Covid-19 has ‘reversed a decade of progress’ for women’s social mobility

According to an expert on the advancement of women, the coronavirus pandemic has pushed back progress in women’s social mobility by “a decade”.

Jane Kenyon, founder of the Girl loud The social intervention program said the negative effects of Covid-19 on the aspirations of disadvantaged girls will be felt “for several years”.

She has been working with teenage girls in the north of England since 2010 as part of their empowerment project to support “the next generation of women leaders and businesswomen”.

But she believes the bans have had a “huge effect” on her over the past twelve months, saying: ” Girls’ mental health has deteriorated in this pandemic.

“We have seen more self-harm, more depression, anxiety, and eating disorders.

“Girls went online unsupervised much more, and so we saw that online care increased nine-fold.

“We’ve seen an increase in everything we don’t want to see. Now we’re going to see the effects of that.”

She added that the pandemic has already had an impact on class attendance: “Many girls have not yet returned to school.

“T. You’re scared and don’t want to come back. Now we’re trying to get some of these girls back.

“Of course there will also be massive fallout.

“We don’t really know the results yet.

“” We know from an ambitious point of view that we have undone a decade of progress in social mobility.

“We work in deprived areas and we will feel the effects for several years.”

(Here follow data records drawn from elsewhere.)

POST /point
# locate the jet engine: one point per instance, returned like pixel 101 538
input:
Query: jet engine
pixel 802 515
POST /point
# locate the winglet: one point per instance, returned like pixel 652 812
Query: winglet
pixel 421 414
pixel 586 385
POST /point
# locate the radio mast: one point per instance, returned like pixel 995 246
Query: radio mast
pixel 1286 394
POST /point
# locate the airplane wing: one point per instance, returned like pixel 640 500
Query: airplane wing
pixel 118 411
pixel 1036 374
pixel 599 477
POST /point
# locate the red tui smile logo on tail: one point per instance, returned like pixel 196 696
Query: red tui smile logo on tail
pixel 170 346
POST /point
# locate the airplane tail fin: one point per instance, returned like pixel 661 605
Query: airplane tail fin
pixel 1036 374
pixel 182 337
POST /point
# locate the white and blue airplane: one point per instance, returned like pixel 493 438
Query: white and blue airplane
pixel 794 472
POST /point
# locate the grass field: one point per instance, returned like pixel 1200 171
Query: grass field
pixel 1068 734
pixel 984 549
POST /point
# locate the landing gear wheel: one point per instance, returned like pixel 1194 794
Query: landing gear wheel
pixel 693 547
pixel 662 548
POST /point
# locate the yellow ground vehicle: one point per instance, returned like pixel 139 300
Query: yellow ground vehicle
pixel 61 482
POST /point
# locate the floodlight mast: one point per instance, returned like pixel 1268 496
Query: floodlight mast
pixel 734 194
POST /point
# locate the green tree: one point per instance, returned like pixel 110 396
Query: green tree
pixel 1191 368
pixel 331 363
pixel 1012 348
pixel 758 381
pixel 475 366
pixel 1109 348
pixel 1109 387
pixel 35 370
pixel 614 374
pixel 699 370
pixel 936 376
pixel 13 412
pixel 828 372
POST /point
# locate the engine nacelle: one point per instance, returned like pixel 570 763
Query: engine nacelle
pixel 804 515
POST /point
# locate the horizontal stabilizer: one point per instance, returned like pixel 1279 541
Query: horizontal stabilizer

Ms. Kenyon spoke just over a week after a vigil for Sarah Everard in Clapham Common, during which police handcuffed and removed women.

She said the event, and what she sees as a historic lack of action to combat violence against women, gave a “confusing message” to young girls.

“On the one hand, I want them to be empowered, but I also want them to be safe,” she said.

“I tell them: you have all this opportunity.

“The women who came before you opened the gates for you to be anything you want – but be careful when you are [go outside].

“Make sure someone knows when you left. Make sure you protect yourself. If you want to go out and get drunk, stick with your friendship group and don’t go home alone. Take care of each other.

“It’s a confusing news”.

Jane Kenyon is a life coach and writer who specializes in empowering teenage girls. Her Girls Out Loud brand has reached 45 schools and more than 8,000 teenagers in the north of England. She was also interviewed by the last year Liverpool echo for International Women’s Day.